Because eth1 is set to retrieve an IP address using DHCP while eth0 has a statically assigned address in another network?
Because eth0 is set to retrieve an IP address using DHCP while eth1 has a statically assigned address, so the system keeps using the now-unreachable gateway?
>>Both have a static IP, no dhcp (the same IP for testing)
Because autonegotiation is off on eth0?
>>nope
Because the switchport is locked to a certain speed matching eth1, while eth0 tries in vain to autonegotiate?
>>I tried a couple different switch ports, they are auto/auto
Because eth1 is a 100 Mbps NIC while eth0 is a gigabit NIC and the cable is bad?
>>I used the same cable for both nics, and tried with 2 cables
Because the driver for eth0 is broken?
>>It should be using the same driver, its a fresh centos install.
Here is ifconfig (eth0 is unplugged)
Code:
# ifconfig
eth0 Link encap:Ethernet HWaddr 00:25:90:D6:1A:1D
inet addr:xx.xx.xx.145 Bcast:xx.xx.xx.255 Mask:255.255.255.0
inet6 addr: fe80::225:90ff:fed6:1a1d/64 Scope:Link
UP BROADCAST RUNNING MULTICAST MTU:1500 Metric:1
RX packets:3952836 errors:0 dropped:0 overruns:0 frame:0
TX packets:1867151 errors:0 dropped:0 overruns:0 carrier:0
collisions:0 txqueuelen:1000
RX bytes:5205449134 (4.8 GiB) TX bytes:120172152 (114.6 MiB)
Interrupt:20 Memory:dfa00000-dfa20000
eth1 Link encap:Ethernet HWaddr 00:25:90:D6:1A:1C
inet addr:xx.xx.xx.145 Bcast:xx.xx.xx.255 Mask:255.255.255.0
inet6 addr: fe80::225:90ff:fed6:1a1c/64 Scope:Link
UP BROADCAST MULTICAST MTU:1500 Metric:1
RX packets:774 errors:0 dropped:0 overruns:0 frame:0
TX packets:11 errors:0 dropped:0 overruns:0 carrier:0
collisions:0 txqueuelen:1000
RX bytes:215668 (210.6 KiB) TX bytes:746 (746.0 b)
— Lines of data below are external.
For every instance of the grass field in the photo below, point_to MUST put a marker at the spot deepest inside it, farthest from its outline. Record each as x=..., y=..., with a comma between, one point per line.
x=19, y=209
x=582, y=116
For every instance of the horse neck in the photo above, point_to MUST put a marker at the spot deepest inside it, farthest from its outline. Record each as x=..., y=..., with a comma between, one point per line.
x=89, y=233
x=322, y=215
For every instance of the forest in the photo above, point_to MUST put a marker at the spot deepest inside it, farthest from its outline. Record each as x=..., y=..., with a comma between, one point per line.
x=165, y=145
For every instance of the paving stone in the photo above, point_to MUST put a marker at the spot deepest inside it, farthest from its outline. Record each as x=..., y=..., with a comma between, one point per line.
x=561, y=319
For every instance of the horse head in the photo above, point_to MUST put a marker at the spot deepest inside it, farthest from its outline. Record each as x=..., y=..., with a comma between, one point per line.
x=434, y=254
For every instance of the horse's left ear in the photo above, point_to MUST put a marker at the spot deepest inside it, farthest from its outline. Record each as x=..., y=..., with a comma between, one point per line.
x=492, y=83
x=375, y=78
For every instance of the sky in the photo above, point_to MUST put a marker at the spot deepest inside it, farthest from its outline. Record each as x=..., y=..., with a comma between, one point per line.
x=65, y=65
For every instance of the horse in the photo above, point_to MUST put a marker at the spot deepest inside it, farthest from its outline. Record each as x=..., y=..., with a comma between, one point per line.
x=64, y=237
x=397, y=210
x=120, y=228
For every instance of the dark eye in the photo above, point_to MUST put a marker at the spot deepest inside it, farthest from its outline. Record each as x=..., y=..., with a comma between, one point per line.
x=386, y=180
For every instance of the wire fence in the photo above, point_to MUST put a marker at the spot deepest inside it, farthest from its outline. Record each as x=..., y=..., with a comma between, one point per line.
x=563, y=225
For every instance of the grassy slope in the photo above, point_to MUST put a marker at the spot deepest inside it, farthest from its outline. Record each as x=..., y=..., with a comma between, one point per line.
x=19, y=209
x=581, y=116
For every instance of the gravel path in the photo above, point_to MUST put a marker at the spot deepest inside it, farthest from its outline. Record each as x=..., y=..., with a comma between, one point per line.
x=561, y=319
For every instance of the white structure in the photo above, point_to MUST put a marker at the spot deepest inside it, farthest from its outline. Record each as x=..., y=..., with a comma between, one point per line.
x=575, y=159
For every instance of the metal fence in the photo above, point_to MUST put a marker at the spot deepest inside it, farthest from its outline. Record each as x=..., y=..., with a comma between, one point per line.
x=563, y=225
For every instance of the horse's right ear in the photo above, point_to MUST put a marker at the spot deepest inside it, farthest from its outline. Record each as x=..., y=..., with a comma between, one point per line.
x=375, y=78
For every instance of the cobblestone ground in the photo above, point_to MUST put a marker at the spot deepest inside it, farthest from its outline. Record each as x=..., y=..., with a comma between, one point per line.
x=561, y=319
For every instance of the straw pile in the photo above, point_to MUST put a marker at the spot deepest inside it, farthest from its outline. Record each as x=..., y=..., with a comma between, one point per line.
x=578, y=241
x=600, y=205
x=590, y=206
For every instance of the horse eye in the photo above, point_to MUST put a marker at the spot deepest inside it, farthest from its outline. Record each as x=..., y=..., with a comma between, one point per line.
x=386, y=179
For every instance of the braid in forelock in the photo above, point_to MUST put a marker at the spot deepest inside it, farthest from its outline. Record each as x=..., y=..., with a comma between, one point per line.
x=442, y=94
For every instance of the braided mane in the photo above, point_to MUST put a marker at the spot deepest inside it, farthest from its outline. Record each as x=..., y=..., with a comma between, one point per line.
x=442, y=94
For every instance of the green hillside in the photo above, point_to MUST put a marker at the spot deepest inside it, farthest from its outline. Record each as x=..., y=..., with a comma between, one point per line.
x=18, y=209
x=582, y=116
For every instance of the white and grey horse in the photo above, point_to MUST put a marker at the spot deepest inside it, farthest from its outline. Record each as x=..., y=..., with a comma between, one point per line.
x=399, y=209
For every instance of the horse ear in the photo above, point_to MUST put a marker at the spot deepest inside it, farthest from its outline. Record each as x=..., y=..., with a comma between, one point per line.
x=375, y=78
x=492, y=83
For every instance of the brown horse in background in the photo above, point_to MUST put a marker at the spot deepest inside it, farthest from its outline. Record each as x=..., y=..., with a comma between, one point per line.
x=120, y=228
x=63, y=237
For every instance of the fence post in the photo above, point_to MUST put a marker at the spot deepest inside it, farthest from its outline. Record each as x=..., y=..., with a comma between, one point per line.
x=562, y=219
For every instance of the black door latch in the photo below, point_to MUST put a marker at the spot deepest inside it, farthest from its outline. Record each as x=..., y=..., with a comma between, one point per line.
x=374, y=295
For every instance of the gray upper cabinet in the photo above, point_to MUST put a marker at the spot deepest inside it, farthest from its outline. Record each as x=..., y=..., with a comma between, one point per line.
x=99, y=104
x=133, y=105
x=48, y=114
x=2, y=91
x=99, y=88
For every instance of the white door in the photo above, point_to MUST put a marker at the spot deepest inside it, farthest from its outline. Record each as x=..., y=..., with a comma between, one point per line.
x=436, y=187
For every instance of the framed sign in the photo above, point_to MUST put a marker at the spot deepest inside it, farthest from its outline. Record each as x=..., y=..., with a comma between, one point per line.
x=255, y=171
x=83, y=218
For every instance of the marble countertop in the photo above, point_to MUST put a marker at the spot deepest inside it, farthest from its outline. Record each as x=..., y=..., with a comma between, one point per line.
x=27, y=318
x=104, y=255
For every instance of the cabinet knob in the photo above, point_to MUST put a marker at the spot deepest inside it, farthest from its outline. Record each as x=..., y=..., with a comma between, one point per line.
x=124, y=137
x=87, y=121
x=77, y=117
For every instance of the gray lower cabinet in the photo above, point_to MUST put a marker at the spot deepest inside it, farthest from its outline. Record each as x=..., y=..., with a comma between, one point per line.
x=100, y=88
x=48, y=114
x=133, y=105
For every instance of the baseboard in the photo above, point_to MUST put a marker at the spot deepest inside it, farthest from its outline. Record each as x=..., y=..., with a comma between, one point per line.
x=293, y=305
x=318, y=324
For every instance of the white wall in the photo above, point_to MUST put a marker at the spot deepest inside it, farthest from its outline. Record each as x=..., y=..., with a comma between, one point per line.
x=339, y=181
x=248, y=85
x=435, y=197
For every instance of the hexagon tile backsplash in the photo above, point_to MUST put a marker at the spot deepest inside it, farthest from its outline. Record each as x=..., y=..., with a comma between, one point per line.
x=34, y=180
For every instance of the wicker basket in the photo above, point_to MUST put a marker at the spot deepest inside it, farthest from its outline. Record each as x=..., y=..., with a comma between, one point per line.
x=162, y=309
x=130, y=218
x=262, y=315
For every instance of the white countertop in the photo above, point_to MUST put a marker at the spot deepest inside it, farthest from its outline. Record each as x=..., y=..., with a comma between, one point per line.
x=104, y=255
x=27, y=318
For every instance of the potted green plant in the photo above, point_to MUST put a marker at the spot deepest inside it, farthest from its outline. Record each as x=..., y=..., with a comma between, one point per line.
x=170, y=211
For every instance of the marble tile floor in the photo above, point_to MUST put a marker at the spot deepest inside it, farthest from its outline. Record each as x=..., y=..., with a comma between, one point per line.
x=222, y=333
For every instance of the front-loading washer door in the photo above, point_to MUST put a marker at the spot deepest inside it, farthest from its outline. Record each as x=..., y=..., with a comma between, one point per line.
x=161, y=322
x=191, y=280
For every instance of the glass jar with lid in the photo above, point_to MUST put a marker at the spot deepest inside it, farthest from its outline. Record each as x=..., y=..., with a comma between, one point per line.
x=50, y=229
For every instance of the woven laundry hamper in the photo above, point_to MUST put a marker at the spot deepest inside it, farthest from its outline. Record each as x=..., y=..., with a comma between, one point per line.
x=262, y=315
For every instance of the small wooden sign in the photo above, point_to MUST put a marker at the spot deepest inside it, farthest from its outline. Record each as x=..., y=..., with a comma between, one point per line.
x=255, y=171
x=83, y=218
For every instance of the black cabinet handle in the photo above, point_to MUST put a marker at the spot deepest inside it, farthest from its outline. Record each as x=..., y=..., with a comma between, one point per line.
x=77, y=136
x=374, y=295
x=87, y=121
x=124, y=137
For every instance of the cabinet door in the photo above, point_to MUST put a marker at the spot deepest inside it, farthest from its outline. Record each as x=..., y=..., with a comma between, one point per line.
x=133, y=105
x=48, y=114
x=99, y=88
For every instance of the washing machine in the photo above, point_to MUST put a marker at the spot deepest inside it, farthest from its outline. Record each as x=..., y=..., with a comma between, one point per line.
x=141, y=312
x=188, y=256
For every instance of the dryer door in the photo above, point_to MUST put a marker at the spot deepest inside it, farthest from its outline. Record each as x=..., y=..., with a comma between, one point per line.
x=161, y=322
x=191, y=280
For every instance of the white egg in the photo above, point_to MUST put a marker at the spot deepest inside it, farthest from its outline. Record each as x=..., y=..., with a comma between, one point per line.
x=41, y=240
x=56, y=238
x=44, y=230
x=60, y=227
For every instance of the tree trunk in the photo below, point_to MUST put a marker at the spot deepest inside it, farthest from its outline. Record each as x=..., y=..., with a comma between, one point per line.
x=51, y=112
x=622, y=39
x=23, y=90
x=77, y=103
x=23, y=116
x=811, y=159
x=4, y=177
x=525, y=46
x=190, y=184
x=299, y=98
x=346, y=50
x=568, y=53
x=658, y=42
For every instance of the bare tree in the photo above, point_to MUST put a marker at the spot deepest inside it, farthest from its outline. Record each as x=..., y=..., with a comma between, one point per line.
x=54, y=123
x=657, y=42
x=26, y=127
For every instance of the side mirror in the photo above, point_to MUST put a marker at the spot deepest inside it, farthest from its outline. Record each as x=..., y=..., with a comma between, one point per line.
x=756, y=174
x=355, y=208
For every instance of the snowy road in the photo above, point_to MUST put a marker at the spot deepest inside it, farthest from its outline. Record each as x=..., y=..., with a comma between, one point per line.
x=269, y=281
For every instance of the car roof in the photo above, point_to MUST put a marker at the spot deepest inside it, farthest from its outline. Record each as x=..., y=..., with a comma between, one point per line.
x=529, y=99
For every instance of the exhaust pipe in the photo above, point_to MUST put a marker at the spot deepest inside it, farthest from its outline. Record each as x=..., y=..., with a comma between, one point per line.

Interrupt:16 Memory:df900000-df920000
lo Link encap:Local Loopback
inet addr:127.0.0.1 Mask:255.0.0.0
inet6 addr: ::1/128 Scope:Host
UP LOOPBACK RUNNING MTU:16436 Metric:1
RX packets:15784 errors:0 dropped:0 overruns:0 frame:0
TX packets:15784 errors:0 dropped:0 overruns:0 carrier:0
collisions:0 txqueuelen:0
RX bytes:2932877 (2.7 MiB) TX bytes:2932877 (2.7 MiB)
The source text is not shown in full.